STATI UNITI: VERSO IL SOCIALISMO?

Nel suo discorso di inaugurazione nel 1981 il presidente americano Ronald Reagan disse che "il governo non era la soluzione" dato che non forniva risposte ai problemi. Il presidente Bill Clinton anche lui dichiarò nel 1996 che "l'era del grande governo è finita".

La crisi economica attuale con i suoi echi alla grande depressione degli anni '30 suggerisce però il ritorno al governo come soluzione e la crescita dei programmi governativi. Ciò non sembra causare molti problemi agli americani nonostante il fatto che alcune voci hanno già gridato che gli Stati Uniti si stiano convertendo in un Paese socialista.

Un recente sondaggio dell'agenzia Rasmussen ha scoperto che il 33% degli americani di trenta anni o meno preferisce il socialismo mentre il 37% favorisce il capitalismo. Se si considera tutta la popolazione invece il 53% degli americani favorisce il capitalismo, il 20% il socialismo mentre il 27% non è sicuro.

Quando il capitalismo funziona bene il ruolo del governo diminuisce. Quando le cose vanno male il governo non ha molta scelta e deve intervenire. Ecco cosa ha fatto il governo del presidente Obama con il suo programma di stimolo di qualche mese fa. Le voci stridenti di alcuni noti della destra hanno subito accusato Obama di spingere il Paese verso il socialismo. Da una parte hanno ragione secondo una definizione del termine socialismo strettamente economico che vede un aumento della spesa di fondi governativi come percentuale del Pil nazionale. Secondo questa considerazione gli Stati Uniti sarebbero 44% socialisti e 55% capitalisti nel 2009. Nel 2008 la cifra socialista sarebbe di 37% e quella capitalista di 63%. La differenza si spiega con gli aumenti della spesa pubblica approvati dallo stimolo per salvare l'economia.

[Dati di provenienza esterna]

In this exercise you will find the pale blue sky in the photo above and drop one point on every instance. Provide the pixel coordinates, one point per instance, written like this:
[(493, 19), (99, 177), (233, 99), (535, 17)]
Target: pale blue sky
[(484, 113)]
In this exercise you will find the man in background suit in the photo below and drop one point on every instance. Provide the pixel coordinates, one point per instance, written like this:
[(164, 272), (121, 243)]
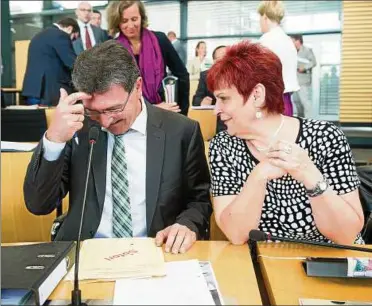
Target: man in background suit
[(149, 171), (306, 62), (49, 64), (202, 95), (90, 35), (178, 45)]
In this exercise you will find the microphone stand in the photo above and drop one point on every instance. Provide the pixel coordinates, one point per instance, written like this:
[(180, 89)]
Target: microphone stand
[(252, 245), (323, 244), (76, 292)]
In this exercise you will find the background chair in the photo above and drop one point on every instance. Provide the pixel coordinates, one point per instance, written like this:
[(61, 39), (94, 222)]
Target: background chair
[(365, 193)]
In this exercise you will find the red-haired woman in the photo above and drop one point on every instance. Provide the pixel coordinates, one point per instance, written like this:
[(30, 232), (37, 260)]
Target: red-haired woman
[(287, 176)]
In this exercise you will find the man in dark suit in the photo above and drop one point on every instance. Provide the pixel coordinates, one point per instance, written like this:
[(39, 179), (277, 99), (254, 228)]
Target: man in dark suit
[(149, 171), (50, 61), (90, 35), (202, 95)]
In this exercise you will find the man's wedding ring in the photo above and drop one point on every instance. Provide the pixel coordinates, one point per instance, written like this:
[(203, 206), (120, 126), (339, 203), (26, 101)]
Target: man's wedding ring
[(288, 149)]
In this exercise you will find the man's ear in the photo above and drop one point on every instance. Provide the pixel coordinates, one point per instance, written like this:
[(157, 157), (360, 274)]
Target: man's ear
[(259, 94)]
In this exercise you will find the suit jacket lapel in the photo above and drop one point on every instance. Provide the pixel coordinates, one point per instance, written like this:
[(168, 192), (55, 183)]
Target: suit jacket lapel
[(99, 164), (154, 161)]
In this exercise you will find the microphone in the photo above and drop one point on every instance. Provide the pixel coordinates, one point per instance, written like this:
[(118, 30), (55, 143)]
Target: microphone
[(76, 292), (256, 235)]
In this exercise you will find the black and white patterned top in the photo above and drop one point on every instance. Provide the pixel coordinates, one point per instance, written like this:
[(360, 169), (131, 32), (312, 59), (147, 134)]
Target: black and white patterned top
[(286, 210)]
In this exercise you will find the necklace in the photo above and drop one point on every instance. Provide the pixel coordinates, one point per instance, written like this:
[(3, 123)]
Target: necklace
[(264, 149)]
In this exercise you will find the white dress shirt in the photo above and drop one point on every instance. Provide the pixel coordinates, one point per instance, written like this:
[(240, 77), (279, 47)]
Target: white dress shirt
[(281, 44), (82, 33), (135, 152)]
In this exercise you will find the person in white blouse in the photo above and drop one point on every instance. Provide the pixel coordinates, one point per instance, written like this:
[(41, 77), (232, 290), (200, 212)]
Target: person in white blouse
[(274, 38), (199, 63)]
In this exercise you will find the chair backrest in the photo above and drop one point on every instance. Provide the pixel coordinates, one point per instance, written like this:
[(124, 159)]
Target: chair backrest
[(365, 193), (23, 125)]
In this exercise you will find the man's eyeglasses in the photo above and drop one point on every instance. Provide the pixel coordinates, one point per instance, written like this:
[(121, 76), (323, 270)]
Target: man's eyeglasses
[(107, 112)]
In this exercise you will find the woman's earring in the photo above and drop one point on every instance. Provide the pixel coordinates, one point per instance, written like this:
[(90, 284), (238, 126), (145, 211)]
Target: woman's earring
[(258, 113)]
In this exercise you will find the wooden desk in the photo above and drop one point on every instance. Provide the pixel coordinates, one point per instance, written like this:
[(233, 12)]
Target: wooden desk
[(232, 266), (17, 223), (287, 281)]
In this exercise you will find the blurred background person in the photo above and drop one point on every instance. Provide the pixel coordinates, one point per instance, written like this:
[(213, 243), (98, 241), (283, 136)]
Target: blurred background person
[(152, 51), (90, 35), (274, 38), (306, 61), (200, 62), (96, 19), (178, 45), (202, 95), (279, 174), (50, 62)]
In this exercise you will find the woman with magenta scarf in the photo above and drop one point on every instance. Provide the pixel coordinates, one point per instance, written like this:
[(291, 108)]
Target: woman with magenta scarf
[(152, 51)]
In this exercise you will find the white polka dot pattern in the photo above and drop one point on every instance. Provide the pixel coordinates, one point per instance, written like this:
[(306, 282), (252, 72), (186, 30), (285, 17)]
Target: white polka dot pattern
[(286, 210)]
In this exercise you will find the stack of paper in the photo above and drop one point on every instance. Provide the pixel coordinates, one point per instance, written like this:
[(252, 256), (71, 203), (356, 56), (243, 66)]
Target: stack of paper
[(184, 284), (329, 302), (17, 146), (111, 259)]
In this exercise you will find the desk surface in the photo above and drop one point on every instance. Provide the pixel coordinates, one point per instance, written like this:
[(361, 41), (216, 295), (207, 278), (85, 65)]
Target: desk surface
[(231, 264), (286, 280)]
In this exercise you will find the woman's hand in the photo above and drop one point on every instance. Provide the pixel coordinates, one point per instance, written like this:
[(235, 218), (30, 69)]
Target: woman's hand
[(173, 106), (266, 171), (295, 160)]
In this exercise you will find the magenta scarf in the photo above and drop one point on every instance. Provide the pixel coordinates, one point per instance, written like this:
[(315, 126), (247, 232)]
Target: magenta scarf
[(151, 64)]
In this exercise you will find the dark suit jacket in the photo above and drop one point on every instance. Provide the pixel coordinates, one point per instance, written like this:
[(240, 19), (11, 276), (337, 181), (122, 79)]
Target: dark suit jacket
[(177, 178), (202, 92), (50, 61), (177, 68), (100, 36)]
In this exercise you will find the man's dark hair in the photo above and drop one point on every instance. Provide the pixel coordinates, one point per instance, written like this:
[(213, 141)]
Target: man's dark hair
[(297, 37), (109, 63), (69, 22), (215, 50)]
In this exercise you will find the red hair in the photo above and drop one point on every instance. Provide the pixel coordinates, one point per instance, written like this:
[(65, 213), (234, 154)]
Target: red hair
[(244, 66)]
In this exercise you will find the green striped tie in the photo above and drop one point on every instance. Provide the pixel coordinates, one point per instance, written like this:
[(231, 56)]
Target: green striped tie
[(122, 218)]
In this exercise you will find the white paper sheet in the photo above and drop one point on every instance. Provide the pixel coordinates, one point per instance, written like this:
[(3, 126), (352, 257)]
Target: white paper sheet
[(184, 284), (203, 107), (17, 146)]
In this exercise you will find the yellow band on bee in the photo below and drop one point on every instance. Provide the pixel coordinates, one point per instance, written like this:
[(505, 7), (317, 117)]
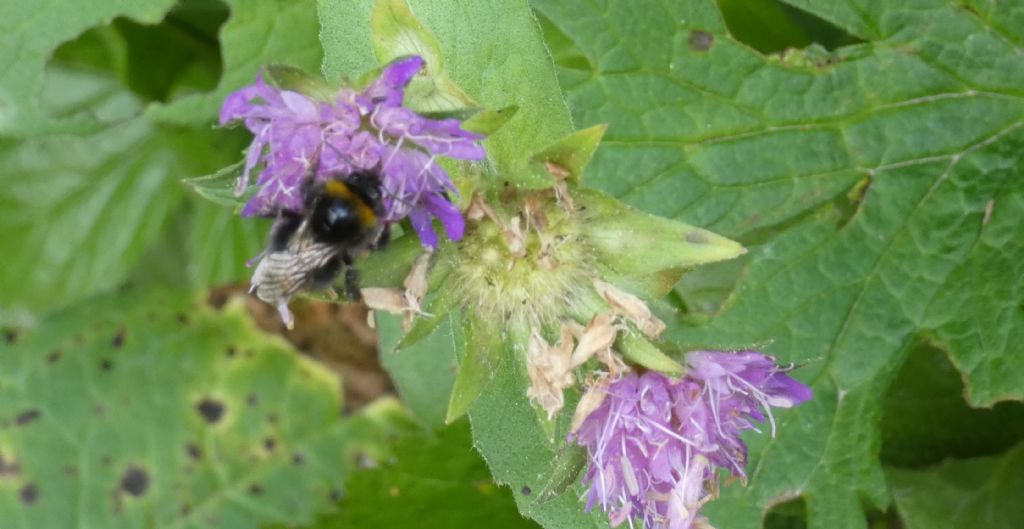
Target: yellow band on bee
[(339, 189)]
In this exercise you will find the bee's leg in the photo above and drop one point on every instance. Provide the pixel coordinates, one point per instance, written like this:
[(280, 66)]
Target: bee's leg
[(284, 227), (323, 277), (351, 278), (383, 238)]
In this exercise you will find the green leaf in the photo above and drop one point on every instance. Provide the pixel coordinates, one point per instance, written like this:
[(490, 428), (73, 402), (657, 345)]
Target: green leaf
[(980, 492), (480, 352), (929, 391), (638, 350), (431, 482), (521, 455), (219, 187), (843, 274), (285, 77), (570, 153), (487, 122), (156, 410), (32, 33), (568, 465), (639, 244), (80, 211), (396, 34), (424, 371), (497, 69), (257, 34)]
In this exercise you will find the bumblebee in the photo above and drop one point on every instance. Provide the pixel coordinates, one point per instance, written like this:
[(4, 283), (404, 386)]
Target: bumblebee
[(341, 219)]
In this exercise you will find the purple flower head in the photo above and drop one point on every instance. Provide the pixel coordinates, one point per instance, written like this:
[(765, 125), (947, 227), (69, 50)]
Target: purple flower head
[(297, 137), (654, 444)]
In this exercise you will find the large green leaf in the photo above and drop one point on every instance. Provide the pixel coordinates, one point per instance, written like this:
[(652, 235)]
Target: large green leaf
[(877, 188), (431, 483), (91, 195), (157, 410), (963, 494), (497, 69), (80, 211), (258, 33), (32, 31)]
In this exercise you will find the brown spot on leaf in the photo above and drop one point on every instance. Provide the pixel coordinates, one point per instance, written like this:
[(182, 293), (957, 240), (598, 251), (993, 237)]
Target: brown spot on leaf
[(29, 493), (211, 409), (135, 481), (119, 339), (8, 467), (27, 416), (700, 40)]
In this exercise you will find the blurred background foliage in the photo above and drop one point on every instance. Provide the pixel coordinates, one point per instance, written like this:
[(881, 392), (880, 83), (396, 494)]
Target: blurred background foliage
[(868, 157)]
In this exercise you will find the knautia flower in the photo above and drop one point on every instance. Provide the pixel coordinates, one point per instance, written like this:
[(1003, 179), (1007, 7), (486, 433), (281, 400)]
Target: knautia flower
[(298, 136), (654, 444)]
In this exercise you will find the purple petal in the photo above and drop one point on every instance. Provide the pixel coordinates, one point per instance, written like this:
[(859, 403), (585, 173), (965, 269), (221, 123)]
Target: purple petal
[(302, 108), (421, 223), (389, 86), (450, 215)]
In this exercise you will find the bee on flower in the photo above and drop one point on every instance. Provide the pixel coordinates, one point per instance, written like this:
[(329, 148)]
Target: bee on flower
[(336, 173)]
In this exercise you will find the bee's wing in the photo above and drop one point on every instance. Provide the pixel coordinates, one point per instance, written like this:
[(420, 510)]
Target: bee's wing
[(281, 275)]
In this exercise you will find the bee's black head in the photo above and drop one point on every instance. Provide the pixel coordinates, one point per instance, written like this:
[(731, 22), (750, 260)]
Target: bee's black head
[(345, 211)]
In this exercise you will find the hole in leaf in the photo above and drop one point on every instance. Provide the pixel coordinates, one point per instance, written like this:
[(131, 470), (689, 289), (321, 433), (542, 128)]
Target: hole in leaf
[(135, 481), (563, 50), (704, 291), (8, 467), (180, 55), (787, 515), (119, 339), (211, 409), (27, 416), (771, 27), (700, 40), (849, 204), (29, 493), (926, 420)]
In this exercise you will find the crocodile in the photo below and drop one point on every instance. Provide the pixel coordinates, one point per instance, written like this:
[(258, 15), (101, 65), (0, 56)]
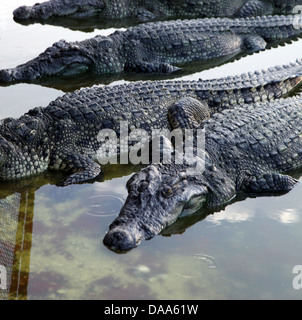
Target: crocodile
[(146, 10), (157, 47), (64, 135), (249, 150)]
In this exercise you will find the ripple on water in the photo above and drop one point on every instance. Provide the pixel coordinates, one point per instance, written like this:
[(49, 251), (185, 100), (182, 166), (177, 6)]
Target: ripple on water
[(105, 205)]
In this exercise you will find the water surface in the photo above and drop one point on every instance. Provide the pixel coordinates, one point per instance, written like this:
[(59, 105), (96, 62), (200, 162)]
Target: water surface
[(246, 251)]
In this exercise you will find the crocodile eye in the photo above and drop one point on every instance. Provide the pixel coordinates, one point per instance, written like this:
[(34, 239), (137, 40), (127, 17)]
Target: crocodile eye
[(166, 193)]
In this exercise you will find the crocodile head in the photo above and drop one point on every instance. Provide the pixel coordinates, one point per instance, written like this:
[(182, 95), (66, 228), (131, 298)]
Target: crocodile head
[(158, 195), (46, 10)]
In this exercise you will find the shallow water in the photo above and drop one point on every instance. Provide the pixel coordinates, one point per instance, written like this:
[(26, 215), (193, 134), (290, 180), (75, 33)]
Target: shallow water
[(246, 251)]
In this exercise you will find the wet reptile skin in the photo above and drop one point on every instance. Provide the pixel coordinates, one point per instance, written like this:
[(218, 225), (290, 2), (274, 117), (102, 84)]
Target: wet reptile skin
[(146, 10), (247, 149), (63, 136), (157, 47)]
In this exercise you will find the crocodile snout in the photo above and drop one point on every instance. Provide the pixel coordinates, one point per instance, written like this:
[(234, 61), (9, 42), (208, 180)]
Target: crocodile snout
[(5, 76), (22, 13), (120, 240)]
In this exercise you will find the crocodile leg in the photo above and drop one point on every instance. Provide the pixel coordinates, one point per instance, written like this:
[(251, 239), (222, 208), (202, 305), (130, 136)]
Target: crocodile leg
[(268, 182), (255, 8), (144, 15), (254, 43), (188, 113), (84, 169), (150, 67)]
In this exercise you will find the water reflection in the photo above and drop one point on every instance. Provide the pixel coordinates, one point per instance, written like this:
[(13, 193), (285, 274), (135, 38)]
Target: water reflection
[(17, 209), (16, 220)]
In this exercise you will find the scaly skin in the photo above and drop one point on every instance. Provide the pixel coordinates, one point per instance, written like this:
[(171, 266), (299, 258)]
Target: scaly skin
[(247, 149), (158, 47), (147, 10), (63, 136)]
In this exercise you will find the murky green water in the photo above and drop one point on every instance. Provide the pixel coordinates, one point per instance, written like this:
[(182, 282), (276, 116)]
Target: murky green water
[(246, 251)]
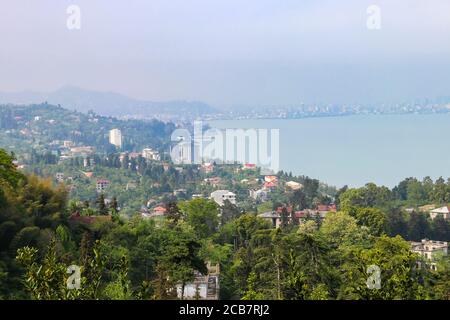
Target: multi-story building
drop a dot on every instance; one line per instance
(150, 154)
(430, 250)
(115, 137)
(219, 196)
(204, 287)
(443, 212)
(102, 185)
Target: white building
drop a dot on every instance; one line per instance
(204, 287)
(261, 194)
(444, 212)
(219, 196)
(294, 185)
(430, 249)
(115, 137)
(150, 154)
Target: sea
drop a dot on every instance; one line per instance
(358, 149)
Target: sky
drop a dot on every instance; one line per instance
(230, 52)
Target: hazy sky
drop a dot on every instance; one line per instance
(230, 52)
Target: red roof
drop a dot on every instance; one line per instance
(324, 207)
(102, 181)
(280, 209)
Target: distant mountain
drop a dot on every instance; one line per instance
(110, 103)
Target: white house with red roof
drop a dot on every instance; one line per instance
(444, 212)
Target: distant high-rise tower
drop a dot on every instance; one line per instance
(115, 138)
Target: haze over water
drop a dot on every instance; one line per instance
(355, 150)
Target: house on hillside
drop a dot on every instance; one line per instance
(430, 250)
(443, 212)
(219, 197)
(102, 185)
(294, 185)
(204, 287)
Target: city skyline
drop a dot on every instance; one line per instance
(227, 54)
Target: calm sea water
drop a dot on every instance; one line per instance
(354, 150)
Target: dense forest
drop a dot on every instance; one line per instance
(144, 259)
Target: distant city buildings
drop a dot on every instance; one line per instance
(294, 185)
(219, 197)
(151, 154)
(203, 287)
(102, 185)
(430, 250)
(443, 212)
(115, 138)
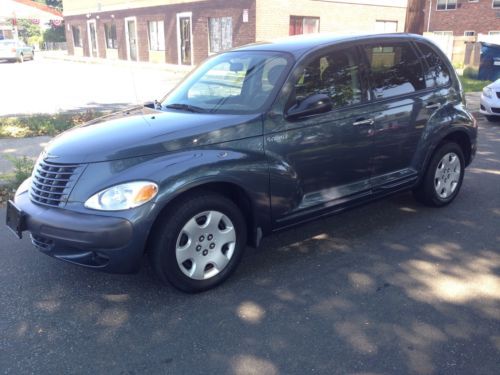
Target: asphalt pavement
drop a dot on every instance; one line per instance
(388, 288)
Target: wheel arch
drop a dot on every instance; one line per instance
(229, 189)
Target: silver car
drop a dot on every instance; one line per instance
(15, 50)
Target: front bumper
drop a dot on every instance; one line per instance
(490, 106)
(105, 243)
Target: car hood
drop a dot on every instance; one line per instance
(142, 131)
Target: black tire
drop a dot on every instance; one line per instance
(166, 232)
(426, 191)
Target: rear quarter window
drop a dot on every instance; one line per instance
(437, 73)
(395, 69)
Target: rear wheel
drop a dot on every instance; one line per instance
(199, 242)
(443, 177)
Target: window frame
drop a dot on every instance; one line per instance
(419, 55)
(294, 75)
(425, 63)
(292, 16)
(210, 52)
(446, 6)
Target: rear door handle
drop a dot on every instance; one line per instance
(361, 122)
(433, 106)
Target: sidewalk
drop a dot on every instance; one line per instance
(181, 70)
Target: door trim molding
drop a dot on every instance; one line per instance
(178, 17)
(90, 39)
(127, 39)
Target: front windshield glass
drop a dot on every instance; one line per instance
(231, 83)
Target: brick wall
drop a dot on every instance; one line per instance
(243, 33)
(273, 17)
(477, 16)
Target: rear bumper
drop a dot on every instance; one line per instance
(109, 244)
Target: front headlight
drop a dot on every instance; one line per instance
(488, 92)
(24, 187)
(123, 196)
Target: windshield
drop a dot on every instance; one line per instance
(231, 83)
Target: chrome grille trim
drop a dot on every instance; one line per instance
(52, 183)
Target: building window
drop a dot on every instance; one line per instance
(386, 26)
(110, 31)
(156, 32)
(446, 4)
(303, 25)
(77, 40)
(443, 33)
(220, 34)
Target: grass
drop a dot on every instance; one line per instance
(42, 124)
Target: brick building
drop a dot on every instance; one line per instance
(462, 17)
(187, 31)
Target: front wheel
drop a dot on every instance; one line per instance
(443, 177)
(199, 242)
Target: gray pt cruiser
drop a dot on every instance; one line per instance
(255, 140)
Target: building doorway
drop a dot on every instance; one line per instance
(91, 30)
(131, 38)
(184, 38)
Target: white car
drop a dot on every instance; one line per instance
(490, 101)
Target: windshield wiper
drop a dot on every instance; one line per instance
(186, 107)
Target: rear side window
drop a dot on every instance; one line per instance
(437, 73)
(335, 74)
(394, 69)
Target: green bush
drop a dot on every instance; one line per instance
(470, 72)
(41, 124)
(22, 170)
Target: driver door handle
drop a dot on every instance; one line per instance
(361, 122)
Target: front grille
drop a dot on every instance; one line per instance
(41, 243)
(52, 183)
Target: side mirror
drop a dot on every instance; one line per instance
(152, 105)
(312, 105)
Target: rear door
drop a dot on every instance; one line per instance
(398, 108)
(321, 160)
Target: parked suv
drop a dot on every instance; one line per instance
(255, 140)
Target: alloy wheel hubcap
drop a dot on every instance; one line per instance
(205, 245)
(447, 175)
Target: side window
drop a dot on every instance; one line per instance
(335, 74)
(394, 69)
(437, 74)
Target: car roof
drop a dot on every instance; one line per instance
(300, 44)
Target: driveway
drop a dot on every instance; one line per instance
(51, 86)
(389, 288)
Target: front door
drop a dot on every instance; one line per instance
(131, 39)
(184, 38)
(91, 25)
(322, 160)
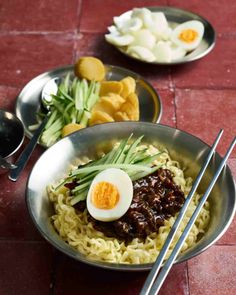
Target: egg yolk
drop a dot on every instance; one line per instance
(105, 195)
(188, 35)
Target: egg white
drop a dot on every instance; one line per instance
(123, 183)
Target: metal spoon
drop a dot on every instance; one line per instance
(50, 88)
(5, 164)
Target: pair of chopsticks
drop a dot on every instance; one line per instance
(153, 282)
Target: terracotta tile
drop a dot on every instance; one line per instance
(204, 112)
(23, 56)
(25, 268)
(216, 70)
(39, 15)
(95, 44)
(225, 23)
(229, 238)
(15, 222)
(213, 272)
(168, 107)
(72, 277)
(96, 16)
(7, 97)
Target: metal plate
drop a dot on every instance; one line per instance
(28, 102)
(178, 16)
(189, 150)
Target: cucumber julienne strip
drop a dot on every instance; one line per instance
(72, 104)
(123, 157)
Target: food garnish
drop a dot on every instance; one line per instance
(85, 99)
(90, 68)
(72, 104)
(135, 161)
(148, 36)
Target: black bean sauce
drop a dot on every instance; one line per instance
(156, 198)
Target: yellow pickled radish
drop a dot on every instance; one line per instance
(90, 68)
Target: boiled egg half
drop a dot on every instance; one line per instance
(110, 195)
(188, 35)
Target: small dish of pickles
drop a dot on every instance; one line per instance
(89, 93)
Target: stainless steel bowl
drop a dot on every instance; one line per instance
(187, 149)
(28, 102)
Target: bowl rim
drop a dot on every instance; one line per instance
(131, 267)
(156, 97)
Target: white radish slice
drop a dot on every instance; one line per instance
(142, 53)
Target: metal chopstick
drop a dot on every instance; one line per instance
(165, 270)
(157, 265)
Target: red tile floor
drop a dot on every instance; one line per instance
(200, 98)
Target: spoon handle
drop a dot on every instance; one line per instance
(25, 155)
(5, 164)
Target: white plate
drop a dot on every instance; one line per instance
(178, 16)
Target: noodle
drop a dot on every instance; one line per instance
(75, 229)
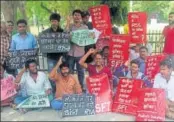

Un recente articolo del giornalista Chris Bowers di OpenLeft mette Cuba al primo posto con l'81% in questa graduatoria di socialismo. I Paesi dell'Europa occidentale vanno da un massimo del 61% della Francia al minimo del 47% della Spagna. I Paesi più poveri invece sarebbero in linee generale i meno socialisti. L'eccezione al fattore povertà-ricchezza e socialismo sarebbero i Paesi come Cuba, Libia, Angola, Venezuela ed altri, noti per la loro etichetta socialista.

La spesa del governo dunque non vuol dire sprechi dato che l'economia dei Paesi più ricchi tende ad essere più "socialista".

Forse non si tratta di sprechi ma di investimenti che servono a nutrire l'iniziativa privata. Ecco esattamente cosa intende fare la politica del presidente Obama. Non mira a prendere possessione della ditte ma fornire aiuti che potranno rimetterle in piedi e prosperare per il loro bene che vuol anche dire il bene dei cittadini.

Quando però si sente che alcune di queste aziende che ricevono fondi del governo danno bonus esorbitanti ai loro manager i cittadini si ribellano. Si accorgono che l'iniziativa privata, cioè a dire, il sistema capitalista, non è la soluzione ai problemi. Si sbagliava dunque Ronald Reagan. Il governo è la soluzione o almeno lo si spera.

Questi sospetti che il capitalismo non abbia sempre tutte le soluzioni spiega in parte perché il termine socialismo non fa paura ai giovani americani. C'è ovviamente anche il fatto che i giovani non sono cresciuti con l'idea del socialismo o comunismo come il grande nemico rappresentato dalla vecchia Unione Sovietica e la Cina di Mao. Questi due Paesi ora hanno abbandonato la retorica tradizionale socialistica e si sono spostati verso un sistema economico più vicino a quello occidentale.

Questo cambiamento della visione meno negativa del socialismo negli Usa spiega in parte la popolarità di Obama il cui operato riceve l'approvazione del 62% degli americani secondo un recente sondaggio del Los Angeles Times. Inoltre l'85% degli americani approva l'operato del governo americano per fare fronte alla crisi finanziaria secondo un altro sondaggio del giornale Usa Today.

Non viviamo in un mondo socialista né capitalista. Ogni Paese include aspetti di ambedue le filosofie. Bisogna guardare oltre i significati negativi delle etichette per cercare di trovare le soluzioni ai problemi che bisogna affrontare.

Domenico Maceri (x)

(x) dmaceri@gmail.com, PhD della Università della California a

Santa Barbara, è docente di lingue a Allan Hancock College, Santa Maria, California, USA. I suoi contributi sono stati pubblicati da molti giornali (International Herald Tribune, Los Angeles Times, Washington Times, San Francisco Chronicle, Montreal Gazette, Japan Times, La Opinión, Korea Times, ecc.) ed alcuni hanno vinto premi dalla National Association of Hispanic Publications.